Exhibiting a landscape still from as early as September 1959, when he undertook a long trek mapping Alaknanda, Garhwal, Badrinath, the Valley of Flowers, and Hemkund Sahib as an 18-year-old, Mukharji feels privileged and blessed to having been able to walk the Himalayan valleys for over six decades.

"The Himalayas are particularly my fascination. The fascination is like love, you either feel it or you don't, but I do love the mountains," Mukharji, who has authored ' "The Magic of Nepal", "Visions of the Infinite", and "Kailash and Mansarovar: A Quest Beyond the Himalaya" told IANS.

On his photography, he maintains that his camera likes to capture almost everything.

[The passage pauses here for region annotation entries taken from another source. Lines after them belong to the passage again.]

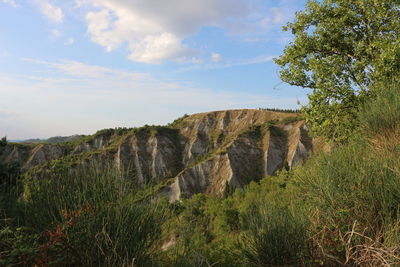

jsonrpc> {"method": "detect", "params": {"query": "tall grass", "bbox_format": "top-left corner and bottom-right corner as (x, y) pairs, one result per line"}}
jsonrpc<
(241, 203), (309, 266)
(1, 164), (164, 266)
(294, 80), (400, 266)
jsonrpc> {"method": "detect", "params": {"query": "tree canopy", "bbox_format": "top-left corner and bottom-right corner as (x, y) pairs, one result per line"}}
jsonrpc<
(275, 0), (400, 141)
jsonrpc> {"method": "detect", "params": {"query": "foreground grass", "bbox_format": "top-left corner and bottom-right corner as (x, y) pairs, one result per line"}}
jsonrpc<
(0, 165), (164, 266)
(0, 81), (400, 266)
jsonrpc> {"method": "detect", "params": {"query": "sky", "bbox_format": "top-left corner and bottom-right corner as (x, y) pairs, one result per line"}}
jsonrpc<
(0, 0), (309, 140)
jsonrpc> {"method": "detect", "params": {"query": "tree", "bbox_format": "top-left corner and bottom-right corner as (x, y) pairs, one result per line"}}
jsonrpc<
(275, 0), (400, 142)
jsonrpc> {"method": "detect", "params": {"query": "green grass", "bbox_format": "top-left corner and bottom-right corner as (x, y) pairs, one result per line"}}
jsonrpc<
(0, 165), (165, 266)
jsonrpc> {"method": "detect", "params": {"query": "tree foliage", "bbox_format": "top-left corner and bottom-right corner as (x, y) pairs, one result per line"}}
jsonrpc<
(275, 0), (400, 141)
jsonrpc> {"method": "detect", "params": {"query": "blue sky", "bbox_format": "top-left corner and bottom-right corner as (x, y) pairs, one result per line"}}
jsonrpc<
(0, 0), (308, 139)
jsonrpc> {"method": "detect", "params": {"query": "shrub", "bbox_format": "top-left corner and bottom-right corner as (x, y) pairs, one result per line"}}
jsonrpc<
(2, 164), (164, 266)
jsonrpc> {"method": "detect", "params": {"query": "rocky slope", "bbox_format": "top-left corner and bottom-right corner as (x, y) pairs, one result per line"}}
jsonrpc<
(0, 110), (320, 201)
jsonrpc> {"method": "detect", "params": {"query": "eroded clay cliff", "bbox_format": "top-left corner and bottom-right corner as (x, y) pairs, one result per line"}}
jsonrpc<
(0, 110), (321, 201)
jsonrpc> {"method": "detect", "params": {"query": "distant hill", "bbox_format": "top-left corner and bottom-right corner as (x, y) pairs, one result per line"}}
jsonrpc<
(18, 134), (85, 144)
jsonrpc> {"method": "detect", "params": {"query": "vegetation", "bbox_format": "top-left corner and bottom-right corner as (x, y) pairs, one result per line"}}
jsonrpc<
(0, 165), (164, 266)
(0, 0), (400, 267)
(275, 0), (400, 141)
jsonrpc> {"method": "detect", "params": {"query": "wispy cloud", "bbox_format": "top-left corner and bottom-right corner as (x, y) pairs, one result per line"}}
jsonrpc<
(1, 0), (19, 7)
(33, 0), (64, 23)
(64, 38), (75, 45)
(174, 55), (277, 73)
(0, 60), (296, 139)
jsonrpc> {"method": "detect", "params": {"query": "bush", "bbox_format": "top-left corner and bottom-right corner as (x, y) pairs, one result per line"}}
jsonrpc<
(241, 200), (309, 266)
(2, 165), (164, 266)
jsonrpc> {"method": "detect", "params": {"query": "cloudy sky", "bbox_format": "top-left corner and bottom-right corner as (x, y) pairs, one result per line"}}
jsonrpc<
(0, 0), (307, 139)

"Finding that right moment to capture a dancer's movements or expression, imprinting the architecture of Delhi, Shiraz or Samarkand, is greatly satisfying. Or the fleeting instant in the streets of Kathmandu or Kyrgyzstan. The vast swollen rivers of the delta. Frozen Alaska or broken branches in the Death Valley. Women under the baobab tree in Chad. Life on the sea," Mukharji said.

"But the majesty and mystery of the Himalaya is for me the supreme subject matter."

Mukharji's photography, cited as "poetry through lens" by late Bengali filmmaker Mrinal Sen in 2004, has featured in solo exhibitions in Delhi, Kolkata and Dhaka, along with prominent journals. 

He believes his preferred black and white medium allows for greater depth, texture and tonal qualities.

The exhibition will conclude on Tuesday at the India International Centre (IIC) here.